Business disruptions come in all shapes and sizes. When disaster strikes, be it a weather event or a pandemic, enterprise employers face the dual challenge of keeping employees safe while also supporting the needs of the business and shareholders. Keeping employees from coming into the office is often the way to address the first half of the challenge, but supporting the second part hasn’t always been so easy. The current exponential increase in remote work provides an opportunity to consider how cloud computing – and specifically cloud desktops – can help organizations tackle both challenges with success.
Preparing for worst case scenarios
Disaster recovery is a critical aspect of business continuity for today’s digitally transformed companies. For a scenario where companies who have employees who can’t get to their computer in the office, there are basically two legacy disaster recovery solutions for physical PCs. You can reserve a mobile disaster recovery unit that is delivered onsite, or you can redirect people to an alternative building that is outfitted with the appropriate IT equipment.
Each of these options requires a hefty budget, complex initial planning, and challenges that create risk for your organization. When re-evaluating your approach to business continuity for employees who typically work in an office, answer these questions:
- What if you are not able to easily test the solution to make sure everything works?
- What if employees are unable to travel to the alternate site due to physical barriers (downed trees, earthquakes, etc.)?
- What if travel is restricted due to health concerns?
- What if you need more PCs than you planned for?
- What if the disaster is so widespread that availability is limited during peak demand?
Resilience and recovery
As most organizations move at least some part of their IT infrastructure to the cloud, it only takes a few simple steps to set up “standby” cloud desktops and workstations that are just one click away when you need them.
Business continuity and disaster recovery constitutes more than just enabling cloud desktops, of course. However, with them as part of your plan, you’ll be able to support people getting back to work within minutes or hours, from any device, and from anywhere they have an internet connection. That is a powerful resource in terms of protecting business continuity and productivity.
Going multi-regional
Companies aim for 100% uptime, so they try to eliminate all possibility of an outage. This is just good business continuity planning, anticipating different disruption scenarios, and then defining how each will be addressed. Cloud computing is now mainstream, and as more organizations go “all-in” on cloud desktops for the many significant benefits it delivers, they also need to be prepared for cloud outage scenarios.
A particularly challenging risk is if an entire public cloud region goes down. Though unusual, it can happen (and has happened), resulting in business disruption. Large organizations moving desktop workloads to the public cloud need to plan for this possibility with the ability to fail-over to an alternative cloud region. With this fail-over ability, you can achieve even greater risk mitigation for your organization.

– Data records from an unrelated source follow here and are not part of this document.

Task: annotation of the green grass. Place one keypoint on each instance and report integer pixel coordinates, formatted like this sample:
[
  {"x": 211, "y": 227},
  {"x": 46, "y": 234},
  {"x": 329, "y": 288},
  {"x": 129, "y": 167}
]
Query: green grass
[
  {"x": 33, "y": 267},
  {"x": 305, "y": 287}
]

Reducing illness and its impact
We’re currently experiencing a global crisis that no business continuity plan could fully have prepared for. Consequently, organizations are trying to rapidly adjust their plans to protect employees while also protecting their business from financial and economic downturn. But how do you remain productive if your employees are advised not to come into the office? This is a critical question that brings up another one: What if, rather than merely being “encouraged,” working at home was a mandatory part of a business continuity plan during a disease outbreak?

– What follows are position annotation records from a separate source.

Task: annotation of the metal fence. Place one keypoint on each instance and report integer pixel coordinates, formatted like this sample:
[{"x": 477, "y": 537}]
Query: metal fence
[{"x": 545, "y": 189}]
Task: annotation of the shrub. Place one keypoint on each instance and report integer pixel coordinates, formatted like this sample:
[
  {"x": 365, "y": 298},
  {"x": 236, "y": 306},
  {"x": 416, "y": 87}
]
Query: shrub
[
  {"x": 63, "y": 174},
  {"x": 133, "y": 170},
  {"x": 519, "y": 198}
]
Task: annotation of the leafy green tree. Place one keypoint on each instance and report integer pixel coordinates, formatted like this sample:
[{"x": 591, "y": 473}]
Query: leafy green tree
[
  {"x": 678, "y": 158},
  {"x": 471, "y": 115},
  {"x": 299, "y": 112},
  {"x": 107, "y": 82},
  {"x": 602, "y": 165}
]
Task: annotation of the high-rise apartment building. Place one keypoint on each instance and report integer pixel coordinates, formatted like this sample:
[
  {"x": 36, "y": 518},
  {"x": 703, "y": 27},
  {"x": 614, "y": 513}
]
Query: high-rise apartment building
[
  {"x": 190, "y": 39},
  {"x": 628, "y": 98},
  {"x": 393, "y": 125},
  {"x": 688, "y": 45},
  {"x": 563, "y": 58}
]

It would look like this: Should someone come to work with a contagious illness, everyone immediately retreats to their home offices for a week or so to wait out the incubation period. Better still, the contagious person doesn’t come to the office in the first place but stays home at the first sign of illness, preventing others from getting sick.
Adding cloud desktops to your business continuity plan can make remote work more routine, where the transition from office to home becomes almost seamless.
Securing remote work
With any cloud endeavor, it’s important to consider your security posture when you include cloud desktops in your business continuity strategy. Will data remain on edge devices? Will data be encrypted? Is IP theft possible? What user errors might jeopardize security? Make sure to think through the entire project, so that remote work becomes a business enabler rather than a liability.
Prepared for anything
Sudden downtime can be disastrous for a business. As the current pandemic has shown, business continuity and disaster recovery have become more complicated than merely finding one alternate office site for all employees. It has also shown that remote work is a necessity and must be planned for. Cloud desktops empower employees to work from any place with an internet connection and from any device – and, if you set things up right, from any region. This enables business to continue with relative normality, no matter what extreme measures a crisis requires.